I’ve just committed a patch to ActiveRecord that prevents a large number of very, very bad queries from hitting your database. Go update your code, ASAP.
We’ve made some pretty significant progress towards scaling Twitter, and we’re now at the point where the majority of requests that hit our site complete in less than 70 ms (mostly API requests), and the really complicated front-end pages that we display complete in less than 160 ms. There are still a lot of hiccups, so the average is higher than that, but we’re constantly working on getting it down.
One of the consistent problems we’ve been facing is errant queries. We’ve been seeing (off and on) queries like:
SELECT * FROM statuses WHERE user_id = 234223 ORDER BY created_at
If you know anything about relational databases, this is a very bad thing, especially when you have users that have more than 20,000 statuses.
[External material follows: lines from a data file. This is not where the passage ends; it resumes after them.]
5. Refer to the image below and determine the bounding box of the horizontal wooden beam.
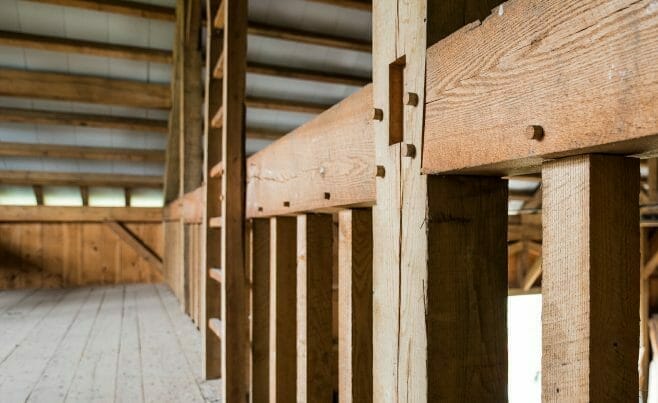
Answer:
[0,206,162,222]
[245,98,331,115]
[0,107,167,133]
[247,85,376,217]
[307,0,372,11]
[247,62,371,87]
[247,22,372,53]
[0,31,172,63]
[0,142,164,162]
[30,0,176,21]
[0,68,171,109]
[417,0,658,174]
[0,171,162,188]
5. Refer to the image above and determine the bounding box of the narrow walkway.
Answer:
[0,284,220,403]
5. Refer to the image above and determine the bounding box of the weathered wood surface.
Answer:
[247,86,376,217]
[422,0,658,173]
[542,155,640,402]
[0,223,164,289]
[0,68,171,109]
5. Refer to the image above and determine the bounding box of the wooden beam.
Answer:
[0,171,162,188]
[422,0,658,174]
[0,68,171,109]
[0,31,171,64]
[338,209,373,403]
[246,62,370,87]
[250,218,271,402]
[247,86,376,217]
[245,98,331,115]
[249,22,372,53]
[297,214,333,402]
[0,142,164,162]
[269,217,297,402]
[542,155,640,401]
[0,206,162,222]
[0,108,167,133]
[107,221,163,273]
[30,0,176,21]
[307,0,372,11]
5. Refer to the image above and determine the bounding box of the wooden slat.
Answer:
[0,206,162,222]
[338,209,373,403]
[30,0,176,21]
[542,155,640,401]
[0,31,171,64]
[247,86,375,217]
[0,108,167,133]
[208,269,224,283]
[423,0,658,173]
[269,217,297,402]
[246,62,370,87]
[208,318,224,339]
[243,98,331,115]
[0,68,171,109]
[307,0,372,11]
[250,218,271,402]
[209,161,224,178]
[107,221,163,273]
[210,107,224,129]
[0,171,162,188]
[297,214,333,402]
[0,142,164,162]
[249,22,372,53]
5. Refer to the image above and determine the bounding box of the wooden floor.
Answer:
[0,284,220,403]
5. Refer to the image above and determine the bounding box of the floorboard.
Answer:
[0,284,220,403]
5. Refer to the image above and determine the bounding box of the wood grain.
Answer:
[542,155,640,401]
[338,209,373,403]
[423,0,658,173]
[296,214,333,402]
[247,86,375,217]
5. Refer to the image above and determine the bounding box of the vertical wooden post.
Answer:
[269,217,297,403]
[251,218,271,403]
[542,155,640,402]
[338,209,373,403]
[200,0,223,379]
[297,214,333,402]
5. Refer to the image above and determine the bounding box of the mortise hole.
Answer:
[388,56,406,145]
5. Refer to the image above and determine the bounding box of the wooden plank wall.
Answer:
[0,223,164,290]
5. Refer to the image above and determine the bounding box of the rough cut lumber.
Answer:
[245,98,331,115]
[107,221,163,273]
[338,209,373,403]
[0,206,162,222]
[0,171,162,188]
[0,68,171,109]
[249,22,372,53]
[423,0,658,173]
[269,217,297,402]
[0,31,171,64]
[307,0,372,11]
[297,214,333,402]
[250,218,271,402]
[0,142,164,162]
[30,0,176,21]
[0,108,167,133]
[246,62,370,87]
[247,86,375,217]
[542,155,640,402]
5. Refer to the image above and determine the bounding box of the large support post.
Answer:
[297,214,333,402]
[250,218,271,403]
[269,217,297,403]
[542,155,640,402]
[338,209,373,403]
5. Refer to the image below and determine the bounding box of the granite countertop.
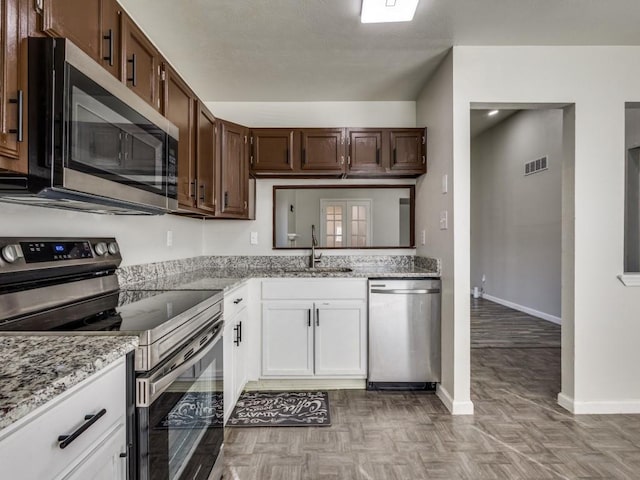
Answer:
[0,335,138,429]
[123,266,440,291]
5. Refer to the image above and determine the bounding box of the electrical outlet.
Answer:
[440,210,449,230]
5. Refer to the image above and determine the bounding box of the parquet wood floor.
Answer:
[225,300,640,480]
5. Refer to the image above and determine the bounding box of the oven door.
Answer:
[136,319,224,480]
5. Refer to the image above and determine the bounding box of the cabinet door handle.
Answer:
[127,53,138,87]
[58,408,107,448]
[102,28,113,67]
[9,90,24,142]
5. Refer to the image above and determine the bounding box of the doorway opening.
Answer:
[470,104,574,403]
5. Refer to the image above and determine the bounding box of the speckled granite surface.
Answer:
[0,335,138,428]
[117,255,440,290]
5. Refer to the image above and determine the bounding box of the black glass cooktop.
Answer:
[0,290,220,333]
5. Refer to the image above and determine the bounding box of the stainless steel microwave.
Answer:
[0,38,178,214]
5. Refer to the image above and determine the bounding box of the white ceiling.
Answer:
[120,0,640,101]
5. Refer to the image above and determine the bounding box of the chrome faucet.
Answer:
[309,225,322,268]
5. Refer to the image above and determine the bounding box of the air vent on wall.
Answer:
[524,156,547,175]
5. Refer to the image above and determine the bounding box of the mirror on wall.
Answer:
[273,185,415,248]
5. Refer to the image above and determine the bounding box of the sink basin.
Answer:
[285,267,353,273]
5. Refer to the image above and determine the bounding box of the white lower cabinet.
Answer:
[262,279,367,378]
[0,357,127,480]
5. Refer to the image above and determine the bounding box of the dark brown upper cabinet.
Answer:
[389,128,427,175]
[218,120,249,218]
[347,128,389,175]
[100,0,122,79]
[162,64,196,208]
[250,128,300,174]
[41,0,102,61]
[121,14,161,110]
[301,128,345,175]
[196,102,218,215]
[0,0,28,173]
One major downside of having an object-relational mapper is that you don’t always control what goes on behind the scenes. In tracking down this problem, first we investigated all our code, and weren’t able to find the source of these problems. Switching tactics, we isolated some test cases that replicated the problem and brought out the big guns: print. This pretty quickly brought us to an obscure corner of the ActiveRecord source (three cheers for source code!), where it became apparent that Rails was doing these gigantic loads from the database every time we saved even a single field in a related object. There are a bunch of mitigating circumstances that mean that this bug doesn’t get triggered all the time, but it’s still really really bad.
Thankfully, the patch
will be committed soon has been committed (32 minutes patch-to-commit!), and no-one will have to deal with, as Coda put it: “Arg stabby stab stab stabbity fuck stab” anymore. The fact that no-one noticed really speaks to how freaking awesome relational databases (in our case, MySQL) are these days.
Perhaps underlying all of this is the simple fact that most of the time, ActiveRecord and Rails in general is pretty solid, and Ruby underneath is a fully sound language with which to build high-volume services. Kevin over at PowerSet has more on the topic - they’ve recently announced that they’ll be doing their front-end development in Ruby (up until now, it’s just been a glue language internally).